Neither Matter nor Energy: Could Information be the Foundation of the Universe?
The universe’s nature just may be based on the constant exchange of information.
The popularization of some of the ideas of modern physics has sensitized us to notions about the origins of the universe, and the roles of matter and energy during that wonderful and still incomprehensible time in the development of the cosmos.
No matter how much we may know of what the Big Bang is, or whether we have some idea of Einstein’s theory of relativity, we need still to consider that a lot remains to be discovered about the nature of the Universe.
Toward such ends is a little-known proposal which posits that information just may be the fundamental element within the constitution of physical reality. Not matter or energy, but that everyday thing we call information.
The origins of this idea can be found in the scientific research of one Claude Elwood Shannon, a mathematician who, in the mid-20th century, laid the foundations for what would later become today’s “digital environment”. This is largely because his research in mathematics applied to information, and he deduced that this could be best understood as measurable units in which the informational content is but one option among other probable options.
His idea revolutionized both the concept of information and its uses and did so simultaneously in communications, too. In fact, based on this early work, Shannon later proposed a theorem which made the transition from analog communications to digital communications possible.

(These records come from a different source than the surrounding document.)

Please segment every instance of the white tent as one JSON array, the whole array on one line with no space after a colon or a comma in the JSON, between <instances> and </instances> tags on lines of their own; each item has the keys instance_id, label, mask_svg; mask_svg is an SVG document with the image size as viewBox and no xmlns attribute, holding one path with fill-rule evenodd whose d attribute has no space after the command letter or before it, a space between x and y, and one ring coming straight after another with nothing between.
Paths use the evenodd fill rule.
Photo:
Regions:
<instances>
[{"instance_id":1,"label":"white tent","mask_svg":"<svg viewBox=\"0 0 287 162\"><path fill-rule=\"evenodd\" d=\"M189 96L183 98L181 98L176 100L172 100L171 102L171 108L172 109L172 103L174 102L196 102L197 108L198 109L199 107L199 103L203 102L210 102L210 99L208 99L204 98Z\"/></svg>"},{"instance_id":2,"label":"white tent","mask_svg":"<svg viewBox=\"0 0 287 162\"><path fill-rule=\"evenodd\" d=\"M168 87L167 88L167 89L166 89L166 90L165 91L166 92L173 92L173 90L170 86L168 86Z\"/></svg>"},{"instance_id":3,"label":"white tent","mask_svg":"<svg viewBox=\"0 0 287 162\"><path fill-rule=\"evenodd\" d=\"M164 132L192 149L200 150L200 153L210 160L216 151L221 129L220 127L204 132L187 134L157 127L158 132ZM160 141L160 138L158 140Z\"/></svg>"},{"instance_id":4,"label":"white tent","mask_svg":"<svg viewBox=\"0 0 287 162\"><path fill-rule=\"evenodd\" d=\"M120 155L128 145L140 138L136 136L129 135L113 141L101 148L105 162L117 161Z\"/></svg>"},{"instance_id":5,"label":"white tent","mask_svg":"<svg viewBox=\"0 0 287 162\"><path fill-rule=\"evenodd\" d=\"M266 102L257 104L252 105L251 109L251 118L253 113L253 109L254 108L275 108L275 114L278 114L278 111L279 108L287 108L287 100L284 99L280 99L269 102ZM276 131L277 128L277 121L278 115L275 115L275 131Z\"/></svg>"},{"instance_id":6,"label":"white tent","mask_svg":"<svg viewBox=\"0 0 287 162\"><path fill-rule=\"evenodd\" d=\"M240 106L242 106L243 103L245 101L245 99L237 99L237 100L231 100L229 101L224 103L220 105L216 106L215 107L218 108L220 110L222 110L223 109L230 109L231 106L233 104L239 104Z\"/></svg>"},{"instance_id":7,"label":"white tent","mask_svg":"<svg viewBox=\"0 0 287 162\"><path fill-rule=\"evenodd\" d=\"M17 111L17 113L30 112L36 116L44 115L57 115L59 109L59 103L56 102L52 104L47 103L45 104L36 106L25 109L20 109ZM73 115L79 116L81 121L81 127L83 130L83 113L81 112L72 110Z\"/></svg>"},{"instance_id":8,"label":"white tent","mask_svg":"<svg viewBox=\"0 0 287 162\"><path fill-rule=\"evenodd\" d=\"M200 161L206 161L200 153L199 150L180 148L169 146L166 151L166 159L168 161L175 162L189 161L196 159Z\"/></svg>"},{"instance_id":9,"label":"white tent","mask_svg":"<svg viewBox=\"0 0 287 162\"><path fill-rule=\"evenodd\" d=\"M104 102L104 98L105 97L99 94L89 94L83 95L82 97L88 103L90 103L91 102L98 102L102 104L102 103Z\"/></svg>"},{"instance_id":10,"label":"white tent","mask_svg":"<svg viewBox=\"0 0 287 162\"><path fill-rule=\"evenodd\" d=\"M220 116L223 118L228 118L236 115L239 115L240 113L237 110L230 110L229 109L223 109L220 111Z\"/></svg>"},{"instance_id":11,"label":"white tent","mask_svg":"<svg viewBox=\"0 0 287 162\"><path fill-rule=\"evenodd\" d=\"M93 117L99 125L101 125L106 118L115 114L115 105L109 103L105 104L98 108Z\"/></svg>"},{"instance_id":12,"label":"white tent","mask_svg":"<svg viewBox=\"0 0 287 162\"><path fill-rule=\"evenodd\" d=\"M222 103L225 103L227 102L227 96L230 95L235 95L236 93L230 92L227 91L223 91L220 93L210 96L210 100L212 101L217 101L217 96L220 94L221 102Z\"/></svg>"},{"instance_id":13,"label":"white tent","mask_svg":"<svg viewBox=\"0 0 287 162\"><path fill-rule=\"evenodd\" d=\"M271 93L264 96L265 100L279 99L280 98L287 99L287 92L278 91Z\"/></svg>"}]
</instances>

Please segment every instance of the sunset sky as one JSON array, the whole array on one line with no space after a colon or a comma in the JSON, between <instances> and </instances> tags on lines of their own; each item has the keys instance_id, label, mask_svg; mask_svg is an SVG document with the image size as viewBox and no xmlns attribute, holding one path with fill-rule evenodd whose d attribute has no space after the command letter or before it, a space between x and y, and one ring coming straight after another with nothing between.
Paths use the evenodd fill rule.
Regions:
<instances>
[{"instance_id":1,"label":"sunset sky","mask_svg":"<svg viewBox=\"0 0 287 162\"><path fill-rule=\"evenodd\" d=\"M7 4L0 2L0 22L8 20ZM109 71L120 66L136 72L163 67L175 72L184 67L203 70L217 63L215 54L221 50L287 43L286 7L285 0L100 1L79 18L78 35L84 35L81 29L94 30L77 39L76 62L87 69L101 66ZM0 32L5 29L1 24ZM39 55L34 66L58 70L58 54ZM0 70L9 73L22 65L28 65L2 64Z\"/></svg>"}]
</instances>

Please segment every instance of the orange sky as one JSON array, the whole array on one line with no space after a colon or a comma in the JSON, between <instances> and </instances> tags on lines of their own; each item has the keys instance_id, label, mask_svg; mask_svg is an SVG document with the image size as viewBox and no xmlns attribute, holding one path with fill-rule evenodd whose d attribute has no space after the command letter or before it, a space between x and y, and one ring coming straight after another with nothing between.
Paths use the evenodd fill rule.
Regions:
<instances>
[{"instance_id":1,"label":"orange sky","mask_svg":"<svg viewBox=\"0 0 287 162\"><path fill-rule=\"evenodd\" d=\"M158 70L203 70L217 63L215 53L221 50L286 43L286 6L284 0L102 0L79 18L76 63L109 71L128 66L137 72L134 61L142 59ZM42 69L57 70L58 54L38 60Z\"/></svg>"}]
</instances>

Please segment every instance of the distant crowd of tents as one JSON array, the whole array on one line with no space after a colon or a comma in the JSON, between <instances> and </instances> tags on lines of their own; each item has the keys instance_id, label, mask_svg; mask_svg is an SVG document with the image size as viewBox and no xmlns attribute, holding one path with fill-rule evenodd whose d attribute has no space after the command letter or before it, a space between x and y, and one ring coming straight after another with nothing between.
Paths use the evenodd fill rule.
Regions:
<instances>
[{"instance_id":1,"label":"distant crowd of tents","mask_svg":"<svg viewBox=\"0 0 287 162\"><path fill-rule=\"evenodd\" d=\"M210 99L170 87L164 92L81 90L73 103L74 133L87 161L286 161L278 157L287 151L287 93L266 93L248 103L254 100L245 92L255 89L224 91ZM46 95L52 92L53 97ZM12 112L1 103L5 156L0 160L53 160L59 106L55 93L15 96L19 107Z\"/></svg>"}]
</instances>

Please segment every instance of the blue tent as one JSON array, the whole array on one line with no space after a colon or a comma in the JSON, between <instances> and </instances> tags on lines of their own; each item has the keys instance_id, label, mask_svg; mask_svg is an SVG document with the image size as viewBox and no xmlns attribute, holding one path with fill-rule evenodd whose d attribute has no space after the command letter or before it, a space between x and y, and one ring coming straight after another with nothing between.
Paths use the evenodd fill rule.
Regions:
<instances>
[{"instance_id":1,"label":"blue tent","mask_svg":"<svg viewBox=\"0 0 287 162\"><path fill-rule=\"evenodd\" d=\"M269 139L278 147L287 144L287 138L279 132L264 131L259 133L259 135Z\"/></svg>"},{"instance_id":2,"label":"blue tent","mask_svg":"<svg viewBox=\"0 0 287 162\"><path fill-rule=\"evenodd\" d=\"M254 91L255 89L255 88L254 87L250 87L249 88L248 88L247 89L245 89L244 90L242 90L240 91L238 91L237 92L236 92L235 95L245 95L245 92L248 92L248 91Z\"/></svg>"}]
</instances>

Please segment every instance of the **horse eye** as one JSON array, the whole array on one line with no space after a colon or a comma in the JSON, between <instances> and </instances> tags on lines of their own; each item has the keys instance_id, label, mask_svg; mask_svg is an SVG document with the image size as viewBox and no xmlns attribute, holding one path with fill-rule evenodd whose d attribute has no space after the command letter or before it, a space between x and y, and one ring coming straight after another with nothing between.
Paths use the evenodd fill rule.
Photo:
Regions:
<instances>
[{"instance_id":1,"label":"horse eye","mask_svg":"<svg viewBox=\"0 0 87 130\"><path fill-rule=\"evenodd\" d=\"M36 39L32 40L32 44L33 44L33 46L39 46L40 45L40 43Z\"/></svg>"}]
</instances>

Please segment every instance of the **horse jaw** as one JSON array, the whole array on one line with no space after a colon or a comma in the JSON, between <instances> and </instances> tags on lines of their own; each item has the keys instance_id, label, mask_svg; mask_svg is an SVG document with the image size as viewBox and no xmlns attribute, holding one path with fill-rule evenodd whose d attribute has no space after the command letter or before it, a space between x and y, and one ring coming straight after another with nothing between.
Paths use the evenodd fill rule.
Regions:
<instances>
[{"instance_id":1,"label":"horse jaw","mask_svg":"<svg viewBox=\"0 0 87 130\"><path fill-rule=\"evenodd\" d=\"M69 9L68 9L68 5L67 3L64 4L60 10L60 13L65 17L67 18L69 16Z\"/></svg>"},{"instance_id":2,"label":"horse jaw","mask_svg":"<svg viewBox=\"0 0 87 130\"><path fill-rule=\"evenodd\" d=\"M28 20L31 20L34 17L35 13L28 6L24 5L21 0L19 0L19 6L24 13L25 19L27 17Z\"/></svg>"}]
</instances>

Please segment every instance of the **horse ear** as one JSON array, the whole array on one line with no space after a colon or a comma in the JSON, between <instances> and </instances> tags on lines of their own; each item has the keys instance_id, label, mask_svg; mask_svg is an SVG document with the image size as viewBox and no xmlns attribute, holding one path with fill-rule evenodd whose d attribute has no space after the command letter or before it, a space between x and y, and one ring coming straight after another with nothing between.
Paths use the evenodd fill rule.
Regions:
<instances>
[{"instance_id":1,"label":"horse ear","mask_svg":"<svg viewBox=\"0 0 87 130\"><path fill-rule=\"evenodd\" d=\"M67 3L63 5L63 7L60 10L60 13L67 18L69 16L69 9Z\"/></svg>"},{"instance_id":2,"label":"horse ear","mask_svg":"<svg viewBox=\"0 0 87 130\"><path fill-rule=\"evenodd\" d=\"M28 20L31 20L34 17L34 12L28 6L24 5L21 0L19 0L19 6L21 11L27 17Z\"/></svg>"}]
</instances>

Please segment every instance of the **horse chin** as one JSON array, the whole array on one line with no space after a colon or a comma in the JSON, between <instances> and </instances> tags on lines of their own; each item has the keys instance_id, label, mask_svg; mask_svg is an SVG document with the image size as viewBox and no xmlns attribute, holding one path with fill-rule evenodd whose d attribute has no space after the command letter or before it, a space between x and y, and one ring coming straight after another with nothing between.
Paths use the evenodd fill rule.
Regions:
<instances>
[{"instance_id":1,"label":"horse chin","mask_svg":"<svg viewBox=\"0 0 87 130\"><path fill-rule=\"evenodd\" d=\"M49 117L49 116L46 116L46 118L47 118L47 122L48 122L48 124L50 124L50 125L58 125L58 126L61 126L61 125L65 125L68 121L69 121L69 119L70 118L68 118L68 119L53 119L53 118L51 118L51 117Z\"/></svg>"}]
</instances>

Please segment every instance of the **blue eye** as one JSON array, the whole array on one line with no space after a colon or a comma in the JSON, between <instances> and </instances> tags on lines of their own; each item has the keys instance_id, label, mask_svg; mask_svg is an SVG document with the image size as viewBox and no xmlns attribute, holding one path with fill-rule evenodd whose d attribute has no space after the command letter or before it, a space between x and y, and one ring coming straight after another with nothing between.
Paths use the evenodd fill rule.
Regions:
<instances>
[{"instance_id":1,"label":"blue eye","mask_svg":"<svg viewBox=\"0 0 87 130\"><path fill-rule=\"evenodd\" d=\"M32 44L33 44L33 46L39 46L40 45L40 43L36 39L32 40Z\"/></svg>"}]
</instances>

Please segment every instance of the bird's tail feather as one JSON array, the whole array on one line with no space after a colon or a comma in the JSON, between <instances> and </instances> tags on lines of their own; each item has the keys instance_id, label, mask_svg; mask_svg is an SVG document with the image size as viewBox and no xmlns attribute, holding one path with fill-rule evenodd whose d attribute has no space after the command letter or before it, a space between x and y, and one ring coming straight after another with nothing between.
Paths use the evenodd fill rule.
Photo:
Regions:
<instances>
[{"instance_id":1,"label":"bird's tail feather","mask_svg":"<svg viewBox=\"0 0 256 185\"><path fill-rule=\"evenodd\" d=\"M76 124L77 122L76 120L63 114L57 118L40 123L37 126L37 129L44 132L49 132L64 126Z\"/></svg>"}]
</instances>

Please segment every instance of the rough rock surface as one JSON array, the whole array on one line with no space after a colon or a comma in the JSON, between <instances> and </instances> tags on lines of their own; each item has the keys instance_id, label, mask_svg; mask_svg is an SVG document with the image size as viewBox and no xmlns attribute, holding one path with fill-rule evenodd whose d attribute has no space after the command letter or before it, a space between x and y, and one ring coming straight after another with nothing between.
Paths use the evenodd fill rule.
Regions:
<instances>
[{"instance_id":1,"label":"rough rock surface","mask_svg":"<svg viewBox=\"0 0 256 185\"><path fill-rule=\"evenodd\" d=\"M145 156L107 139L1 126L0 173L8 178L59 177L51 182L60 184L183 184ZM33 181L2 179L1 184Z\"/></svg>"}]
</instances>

It took us from was a way of processing information continuously over time (analogically) to a new method in which processing is possible through sampling and quantification.
Under Shannon’s idea, practically the entire universe can be understood as information units and, therefore, of being processed as such. A subatomic particle, for example, is not so much the sum of the elements making it up as it is the exchanges of information occurring between them (these exchanges are, in turn, information, too).
There’s still a lot to learn about the composition of the cosmos, its behavior, and its phenomena, but on this grand scale and at the more modest level of our daily lives, perhaps we can begin to change the paradigm of our thinking. Understand that, more than a sum of parts, we’re also combinations of interactions. This already puts us on the path to better understanding the phenomena surrounding us.